Ce vieillissement accru alourdit les dépenses publiques, notamment pour les retraites (un quart des dépenses publiques) et pour la santé (un peu plus d’un cinquième).
Tensions intergénérationnelles : le terme « Boomer », un mot chargé de clichés.
François Bayrou (implicite) : « Le mot boomer est neutre, descriptif. »
Vrai : il peut amplifier des tensions intergénérationnelles s’il est utilisé sans nuance.
Faux : comme le souligne Jean-François Amadieu, le terme est devenu stigmatisant et véhicule des clichés d’égoïsme ou de déconnexion.
Selon le sociologue Jean-François Amadieu, le terme « boomer » est désormais perçu comme stigmatisant et peut activer des clichés sur une génération considérée comme égoïste ou dépassée. Cette perception peut conduire à une forme d’âgisme et amplifier les tensions intergénérationnelles.

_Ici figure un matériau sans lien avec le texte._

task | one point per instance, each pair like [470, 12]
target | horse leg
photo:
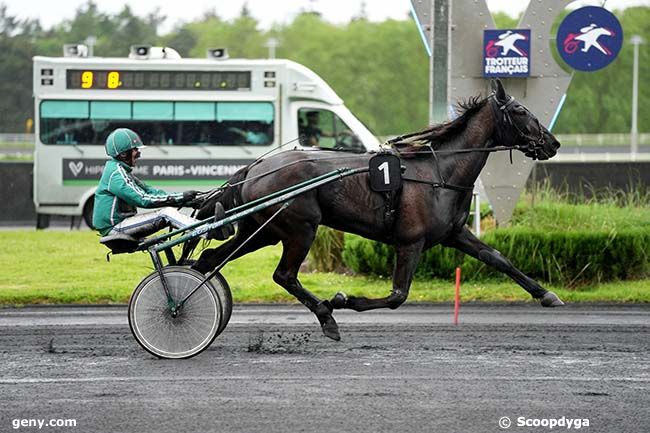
[406, 260]
[294, 252]
[466, 242]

Situation économique et sociale des baby-boomers
Bayrou : « Les boomers vivent dans le confort grâce à leur patrimoine. »
Vrai : les baby-boomers (nés entre 1942 et 1973) ont connu une période de forte croissance économique (Trente Glorieuses). Les retraités possèdent un niveau de vie ajusté supérieur à celui des actifs, notamment grâce à leur patrimoine immobilier. Ils détiennent environ 60 % du patrimoine national et ont bénéficié de l’accès à la propriété à bas coût.

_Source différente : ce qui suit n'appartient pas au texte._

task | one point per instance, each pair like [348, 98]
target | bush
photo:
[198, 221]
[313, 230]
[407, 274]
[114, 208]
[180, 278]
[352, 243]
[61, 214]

Faux (partiel) : cet avantage est relatif : l’ajustement du niveau de vie ne prend pas en compte les coûts liés à l’acquisition, l’entretien et la fiscalité. Généraliser à toute une génération est excessif et injuste. Cela ne signifie pas que tous les boomers vivent aujourd’hui dans l’aisance.
Réalités économiques et sociales
Les retraités possèdent un niveau de vie ajusté supérieur à celui des actifs, notamment grâce à leur patrimoine immobilier important. Ils détiennent environ 60 % du patrimoine national et ont bénéficié de l’accès à la propriété à bas coût.

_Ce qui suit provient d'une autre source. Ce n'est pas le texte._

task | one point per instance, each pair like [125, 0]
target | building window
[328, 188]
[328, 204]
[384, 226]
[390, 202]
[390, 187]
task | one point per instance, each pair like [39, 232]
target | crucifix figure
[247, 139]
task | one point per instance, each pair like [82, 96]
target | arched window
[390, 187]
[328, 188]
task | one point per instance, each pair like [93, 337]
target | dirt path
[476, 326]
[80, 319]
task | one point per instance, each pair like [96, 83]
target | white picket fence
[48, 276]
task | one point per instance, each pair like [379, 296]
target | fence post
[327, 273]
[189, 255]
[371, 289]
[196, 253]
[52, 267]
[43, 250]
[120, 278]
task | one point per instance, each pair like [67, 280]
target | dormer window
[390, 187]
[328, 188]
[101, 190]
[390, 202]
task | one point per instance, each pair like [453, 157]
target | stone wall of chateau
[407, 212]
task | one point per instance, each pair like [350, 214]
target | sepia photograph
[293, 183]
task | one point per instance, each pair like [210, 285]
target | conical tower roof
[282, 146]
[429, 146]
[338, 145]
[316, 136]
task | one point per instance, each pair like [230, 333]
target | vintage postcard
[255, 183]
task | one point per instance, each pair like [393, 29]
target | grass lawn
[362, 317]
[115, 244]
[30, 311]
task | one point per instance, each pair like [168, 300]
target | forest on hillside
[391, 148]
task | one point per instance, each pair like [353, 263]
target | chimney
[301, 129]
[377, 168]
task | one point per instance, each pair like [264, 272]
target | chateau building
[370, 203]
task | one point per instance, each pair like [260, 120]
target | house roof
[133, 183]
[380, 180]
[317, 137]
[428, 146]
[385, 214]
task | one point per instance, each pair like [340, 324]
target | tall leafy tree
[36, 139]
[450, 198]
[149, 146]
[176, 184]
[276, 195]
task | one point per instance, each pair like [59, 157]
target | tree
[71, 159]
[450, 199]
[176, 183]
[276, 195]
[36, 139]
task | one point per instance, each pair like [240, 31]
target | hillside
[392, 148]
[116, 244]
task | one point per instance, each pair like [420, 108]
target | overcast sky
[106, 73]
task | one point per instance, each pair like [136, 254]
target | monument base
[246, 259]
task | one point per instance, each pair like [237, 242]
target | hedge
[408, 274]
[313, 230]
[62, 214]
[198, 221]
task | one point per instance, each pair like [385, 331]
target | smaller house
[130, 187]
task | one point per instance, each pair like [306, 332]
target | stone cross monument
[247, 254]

En France, environ 58 % des ménages sont propriétaires de leur résidence principale, tandis que 25 % sont locataires dans le parc privé et 18 % dans le parc social. Parmi les propriétaires, on distingue deux catégories :
- Propriétaires occupants : ils représentent environ 57,7 % des ménages français. Parmi eux, 35 % ont encore des prêts immobiliers à rembourser, tandis que 64,3 % n’ont plus de charges de remboursement.
- Proportion de propriétaires et locataires :
- Propriétaires : 57 % à 58 % des ménages.
- Locataires : 40,3 % des ménages en 2024, dont 22 % dans le parc privé et 18 % dans le parc social.
- Propriétaires occupants avec prêt (accédants) : 22,3 % des propriétaires
- Propriétaires occupants sans prêt : 34,7 % des propriétaires
Il est important de noter que la proportion de propriétaires occupants augmente avec l’âge et que les baby-boomers, qui sont généralement plus âgés, sont plus susceptibles d’être propriétaires occupants.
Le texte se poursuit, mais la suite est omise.